Kommt einfach drauf an, was man möchte.
Im Hundesport braucht es ein gewisses Erregungsniveau heutzutage, auch damit der Hund sich bis zum Ende aktiv durch die Prüfung trägt, bei Wind, Wetter und Hitze. Die Hunde sollen ja aktiv, freudig und offen laufen. Dazu taktklar, nicht springen, gerade, usw. Es ist eine der komplexesten Übungen und Futtertreiben nur ein Anfangselement und dieses komplexe Verhalten aufzubauen. Im laufe der Ausbildung nutzt man wahnsinnig viele Elemente aus der Hundeausbildung um zu perfektionieren.

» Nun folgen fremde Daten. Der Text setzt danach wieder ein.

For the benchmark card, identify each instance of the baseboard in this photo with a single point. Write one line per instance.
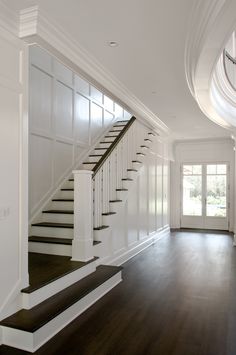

Der Aufbau über Blickkontakt hat den Nachteil, dass die Hunde damit schief werden. Vor allem im Laufe der Ausbildung wenn sie immer aktiver in das Verhalten kommen, welches sie mit der Belohnung verknüpfen.
Für den Aufbau über Touch gibt es ebenfalls Ansätze, die sind aber im klassischen Hundeverein eher nicht so stark verbreitet, kann man aber machen und wird auch erfolgreich praktiziert. Da kann man gut im Obedience schauen, gibt dort auch online Kurse zu dem Thema.
Ich finde auch die Konstellation ausschlaggebend. Größe von Hund und Hundeführer ist nicht unwichtig bei der Methodenwahl. Genauso Charakter, vor allem bei Exoten.